Denn wer in eine Kuh fährt, die ihm dann mit voller Wucht auf die Windschutzscheibe prallt, dem dürfte es danach noch schlechter gehen als der Kuh. Großkettler-Schulte: „Wäre ich der Eigentümer der Kuh, könnte ich gar nicht mehr ruhig schlafen. Ich kann mich noch gut an den schweren Unfall vor acht Jahren mit entlaufenen Pferden auf der Lendringser Straße erinnern.“
Im Dezember 2014 waren einige Pferde ausgebüchst, eine Autofahrerin konnte ihnen nicht mehr ausweichen. Wie durch ein Wunder gab es keine Todesopfer – zumindest auf menschlicher Seite. Ganz anders bei den Pferden, zwei von ihnen wurden bei der Kollision über den Wagen geschleudert, rissen das Dach des Wagens auf, landeten auf der Straße und verendeten dort. Die Autofahrerin aus Arnsberg sowie eine weitere aus Ense, die mit ihrem Auto über die toten Tiere fuhr und mit dem Auto der ersten Frau zusammenprallte, erlitten Schocks, beide Autos waren danach nur noch Schrott.

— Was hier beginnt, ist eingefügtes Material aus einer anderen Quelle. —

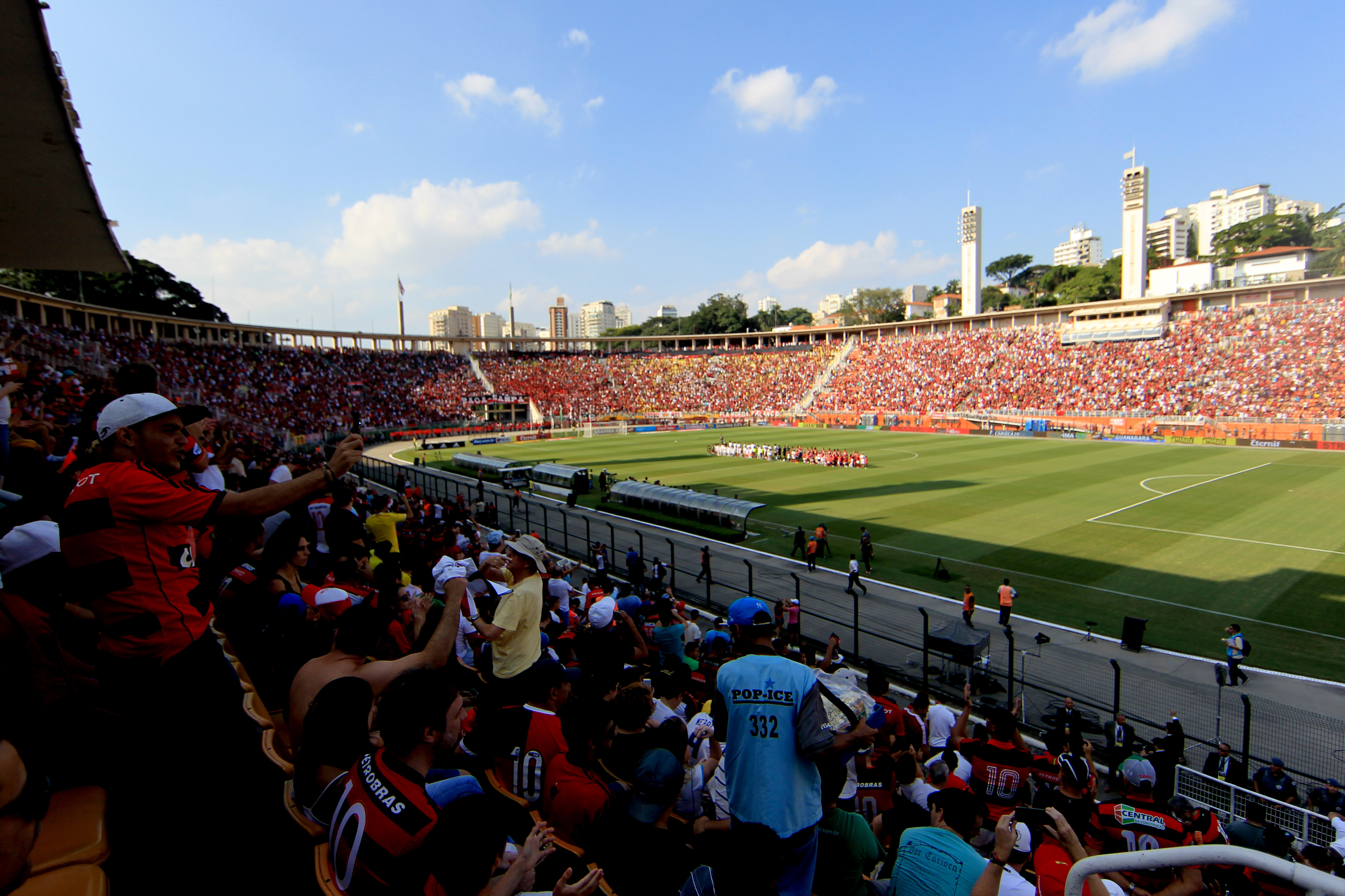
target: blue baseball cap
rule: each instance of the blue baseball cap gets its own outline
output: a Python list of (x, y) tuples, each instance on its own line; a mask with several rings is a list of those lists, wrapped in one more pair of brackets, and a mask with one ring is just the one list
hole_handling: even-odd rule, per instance
[(627, 811), (635, 821), (652, 825), (677, 802), (682, 790), (682, 763), (667, 750), (648, 750), (635, 766), (633, 783)]
[[(761, 618), (764, 617), (764, 618)], [(729, 625), (755, 626), (775, 622), (771, 607), (759, 598), (738, 598), (729, 604)]]

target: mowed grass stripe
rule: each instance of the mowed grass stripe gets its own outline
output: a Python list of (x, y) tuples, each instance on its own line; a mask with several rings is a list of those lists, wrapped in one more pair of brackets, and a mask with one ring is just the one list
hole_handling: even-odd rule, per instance
[[(831, 469), (707, 455), (706, 445), (721, 435), (729, 441), (863, 450), (873, 466)], [(1345, 497), (1345, 476), (1337, 476), (1345, 466), (1333, 463), (1336, 455), (773, 427), (525, 442), (480, 450), (526, 461), (555, 458), (589, 466), (594, 473), (605, 466), (623, 478), (658, 478), (702, 492), (718, 488), (721, 494), (763, 501), (767, 506), (753, 513), (749, 525), (763, 536), (749, 545), (784, 556), (792, 537), (780, 527), (792, 532), (795, 524), (811, 529), (824, 521), (834, 535), (857, 539), (859, 525), (868, 525), (876, 541), (901, 548), (878, 548), (877, 579), (946, 596), (959, 596), (962, 586), (970, 583), (986, 604), (1005, 570), (1015, 571), (1009, 575), (1041, 576), (1015, 579), (1021, 613), (1071, 626), (1096, 619), (1100, 631), (1111, 635), (1119, 634), (1122, 617), (1139, 615), (1150, 619), (1147, 642), (1155, 646), (1217, 657), (1223, 629), (1219, 614), (1228, 614), (1229, 621), (1243, 621), (1256, 641), (1258, 665), (1345, 678), (1345, 652), (1338, 641), (1323, 637), (1345, 635), (1345, 563), (1338, 563), (1345, 557), (1262, 551), (1233, 541), (1084, 523), (1158, 497), (1139, 486), (1149, 477), (1213, 478), (1275, 461), (1298, 465), (1291, 472), (1307, 474), (1310, 484), (1289, 485), (1286, 480), (1239, 500), (1237, 482), (1256, 476), (1252, 473), (1219, 484), (1227, 493), (1220, 490), (1217, 501), (1193, 501), (1188, 506), (1185, 496), (1197, 497), (1202, 489), (1215, 488), (1201, 485), (1138, 510), (1182, 502), (1173, 512), (1190, 514), (1192, 521), (1205, 527), (1193, 532), (1251, 529), (1260, 540), (1291, 541), (1301, 532), (1293, 531), (1294, 513), (1280, 501), (1287, 496), (1291, 502), (1301, 488), (1321, 492), (1305, 496), (1313, 502)], [(911, 458), (909, 451), (920, 457)], [(1290, 488), (1295, 489), (1293, 494)], [(1118, 516), (1128, 520), (1132, 513)], [(1151, 513), (1137, 521), (1161, 516)], [(1329, 528), (1338, 531), (1334, 521)], [(851, 544), (838, 539), (833, 545), (835, 557), (822, 566), (843, 568)], [(853, 547), (858, 552), (857, 544)], [(958, 578), (932, 579), (933, 560), (925, 553), (944, 557)], [(816, 582), (814, 587), (823, 588)], [(816, 596), (835, 596), (830, 591), (827, 584)], [(1260, 625), (1259, 619), (1317, 634)]]

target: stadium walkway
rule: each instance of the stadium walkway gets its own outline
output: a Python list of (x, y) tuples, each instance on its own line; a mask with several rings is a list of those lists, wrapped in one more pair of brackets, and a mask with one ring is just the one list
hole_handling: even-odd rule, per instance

Großkettler-Schulte: „Und ob eine Versicherung nach so langer Zeit, in der das Rind nun frei herumgelaufen ist, dann noch für einen solchen Schaden aufkommt, ist fraglich. Von daher gehe ich nicht davon aus, dass es an Altersschwäche sterben wird.“
Jetzt könnte man einwenden, die Jäger könnten das arme Tier doch einfach erschießen, bevor es zur Gefahr für Menschen wird. Doch Jäger dürfen ihre Waffen nur zur „befugten Jagdausübung“ nutzen – das Erlegen renitenten Hornviehs dagegen bedarf einer behördlichen Ausnahmegenehmigung, zum Beispiel durch die Polizei.